From the Journals

Quitting smoking after MI has huge benefits in young adults


 

Young adult smokers who stop smoking in the first year after an initial myocardial infarction are far less likely to die over the next 10 years than their peers who continue to smoke. Yet nearly two-thirds keep smoking after the event, according to new data from the Partners YOUNG-MI Registry.

Dr. Ron Blankstein

“Smoking is one of the most common risk factors for developing an MI at a young age. ... This reinforces the need to have more young individuals avoid, or quit, the use of tobacco,” Ron Blankstein, MD, Brigham and Women’s Hospital and Harvard Medical School, Boston, said in an interview.

Yet, the finding that 62% of young adults continue to smoke 1 year after MI points to an “enormous need for better smoking cessation efforts following a heart attack,” he said.

“Powerful” message for clinicians

“This study joins an incredibly powerful body of evidence that says if you quit smoking, you’re going to live longer,” said Michael Fiore, MD, MPH, MBA, director of the University of Wisconsin Center for Tobacco Research and Intervention, Madison, who wasn’t involved in the study.

“As physicians, there is nothing we can do that will have a greater impact for our patients than quitting smoking. The study is a powerful call for clinicians to intervene with their patients that smoke – both if you have an MI or if you don’t,” Dr. Fiore told this news organization.

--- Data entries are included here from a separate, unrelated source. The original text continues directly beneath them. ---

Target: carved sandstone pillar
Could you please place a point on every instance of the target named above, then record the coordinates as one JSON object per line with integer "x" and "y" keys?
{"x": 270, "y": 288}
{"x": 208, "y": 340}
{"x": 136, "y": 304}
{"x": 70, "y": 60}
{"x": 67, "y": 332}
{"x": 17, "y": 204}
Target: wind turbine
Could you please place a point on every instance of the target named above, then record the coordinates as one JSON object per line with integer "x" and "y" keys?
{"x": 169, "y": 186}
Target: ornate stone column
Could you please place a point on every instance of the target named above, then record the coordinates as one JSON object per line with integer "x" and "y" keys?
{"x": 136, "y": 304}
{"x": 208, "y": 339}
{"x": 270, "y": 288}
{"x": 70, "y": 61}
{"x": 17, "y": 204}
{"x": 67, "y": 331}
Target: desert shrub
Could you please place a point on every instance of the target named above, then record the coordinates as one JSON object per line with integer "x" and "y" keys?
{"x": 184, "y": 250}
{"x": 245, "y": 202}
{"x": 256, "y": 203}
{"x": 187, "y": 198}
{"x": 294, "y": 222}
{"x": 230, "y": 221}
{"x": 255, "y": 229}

The study involved 2,072 individuals 50 years or younger (median age, 45 years; 81% male) who were hospitalized for an initial MI at two large academic medical centers in Boston. Of these, 33.9% were never-smokers, 13.6% were former smokers, and 52.5% were smokers at the time of their MI.

During a median follow-up of 10.2 years, those who quit smoking had a significantly lower rate of death from any cause (unadjusted hazard ratio, 0.35; 95% confidence interval, 0.19-0.63; P < .001) and a cardiovascular cause (HR, 0.29; 95% CI, 0.11-0.79; P = .02), relative to those who continued to smoke.

The results remained statistically significant in a propensity-matched analysis for both all-cause (HR, 0.30; 95% CI, 0.16-0.56; P < .001) and CV mortality (HR, 0.19; 95% CI, 0.06-0.56; P = .003).

“Although patients who quit smoking were similar to those who continued to smoke with respect to their baseline characteristics, smoking cessation was associated with an approximate 70%-80% reduction in all-cause and CV mortality,” the authors note in their article, published online July 8 in JAMA Network Open.

They say it’s also noteworthy that long-term death rates of never-smokers and former smokers who quit before the MI were nearly identical.

‘A failure of our health care system’

The bottom line, said Dr. Blankstein, is that it is “never too late to quit, and those who experience an MI should do so right away. Our health care system must help promote such efforts, as there is immense room for improvement.”

Dr. Fiore said: “When I see an article like this, it just reminds me that, if you’re really thinking about staying healthy, there is nothing better you can do to improve the quality and longevity of your life than quitting smoking.”

The observation that many patients continue to smoke after MI is a “failure of our health care system, and it’s an individual failure in that these individuals are not able to overcome their powerful nicotine dependence. It’s an unfortunate occurrence that’s resulting in unnecessary deaths,” said Dr. Fiore.

There is no “magic bullet” to overcome nicotine addiction, but there are approved treatments that can “substantially boost quit rates,” he noted.

The two most effective smoking-cessation treatments are varenicline (Chantix) and combination nicotine replacement therapy, a patch combined ideally with nicotine mini lozenges, particularly when combined with some brief counseling, said Fiore.

He encourages cardiologists to get their patients to commit to quitting and then link them to resources such as 1-800-QUIT-NOW or SmokeFree.gov.

Funding for the study was provided by grants from the National Heart, Lung, and Blood Institute. Dr. Blankstein reported receiving research support from Amgen and Astellas. Dr. Fiore had no relevant disclosures.